Porteira

Paro o carro, puxo o freio de mão, abro a porta, desço do carro.

Fecho a porta, caminho uns sete passos, eu contei, até a porteira. Destravo. Caminho com ela até abrí-la totalmente. Deixo-a aberta. Volto ao carro. Abro a porta do carro, que fechou sozinha; sim, elas fazem isso. Entro no carro, que deixei ligado. Solto o freio de mão, acelero, avanço uns dez metros, suficientes para cruzar a porteira. Paro o carro novamente. Puxo o freio de mão novamente. Desço do carro mais uma vez e tento deixar a porta aberta. Volto até a porteira. Trago-a de volta comigo pelos mesmos sete poeirentos passos e a travo. Caminho novamente até o carro. A porta ficara aberta. Sento ao volante. Solto o freio de mão e acelero; olho pelo corredor e vejo a porteira ficando para trás. Olho para frente e vejo outra porteira a duzentos metros; míseros duzentos, que o carro nem muda de marcha, posso sentir. Breco.

Desço do carro. Não me importo mais em puxar o freio de mão. O carro fica lá, ligado. Vou até a ‘chave’, um outro tipo de porteira, como se fosse uma extensão da cerca de arame: um fragmento cortado e móvel que se encaixa no pedaço fixo através de umas alças feitas a mão que você tem que encaixar na parte móvel para fechar e deixar a estrutura toda esticada (afinal de contas é para evitar que o gado saia). Abro e carrego este fragmento de cerca até o ponto onde conseguirei passar com o carro novamente. Largo atal ‘chave’ no chão; o pedaço de cerca. Volto até o carro. A maldita porta fechou novamente. Abro e sento ao volante. Avanço com cuidado para não passar em cima dessa ‘porteira mole’, como decido chamá-la. Paro o carro novamente. Desço do carro e ele se move para frente que estou numa descida. Corro em desespero e sento novamente para puxar o freio de mão com força, mas não antes do carro correr uns vinte metros. Desço do carro e percorro o mesmo tanto até a ‘chave’ que ficara no chão; no caminho chuto poeira, puto. Carrego a chave até a cerca fixa e tento encaixá-la, lá. Quem diz que consigo? Com esforço encaixo a base. Mas e o topo? A alça parece que é curta. Suo. O sol é de quarenta graus e tenho que usar a mão esquerda. Assim foi feita pelo canhoto. Projeto o corpo à frente empurrando o pau da cerca mole e com a mão direita tento esticar a alça presa na cerca dura. Prendo o dedo, uma mordida dolorida, mas consigo fechar a porra. Pingo. O pingo cai e de pronto seca.

Volto ao carro que está lá, parado; e fervendo pois a porta está aberta.

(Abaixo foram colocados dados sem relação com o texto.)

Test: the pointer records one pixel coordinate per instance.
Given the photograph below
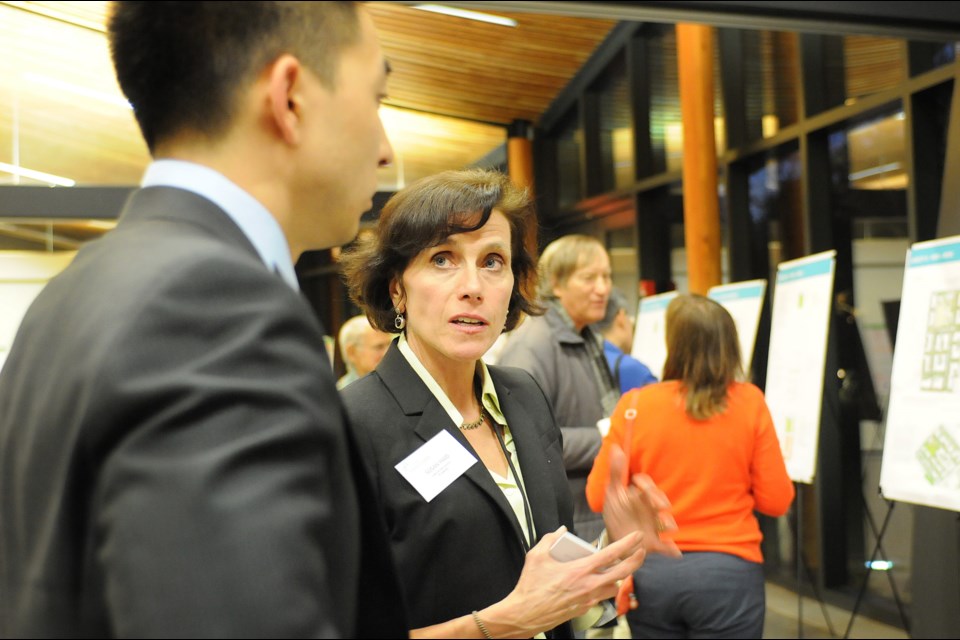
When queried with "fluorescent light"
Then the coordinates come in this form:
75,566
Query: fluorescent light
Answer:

O ar está ligado. De nada adianta.
O banco é de couro, pega foto; e eu não sou de Yellowstone. Uso bermudas e a bunda queima. Arde; assa-contrações.

O suor continua brotando da minha nuca como a água do poço que verte mundo afora e escorre minha espinha abaixo, lentamente. Não há parada e eu sorrio-geladinho enquanto já percebo outra a caminho.

Paro o carro, desco, ando, abro, fecho.
Volto, abro, sento, fecho, avanço.
Desço, volto, fecho.

Volto, entro, parto.

Ponho o cinto. Finalmente alcanço a estrada. Asfalto e sinto bem.

Cinquenta, setenta, cem e abro os vidros. O vento entra por todos os lados. Minha camisa infla e outra gota seca. Ironicamente lamento.

Cento e vinte e descabelo. Cento e quarenta.

Piso fundo. Piso mais.

Não sou vaqueiro; muito menos cowboy.
Um caipira talvez. Que na empolgação da estrada sem bloqueio e de chinelos, não percebe uma vaca que também não gostava de porteiras.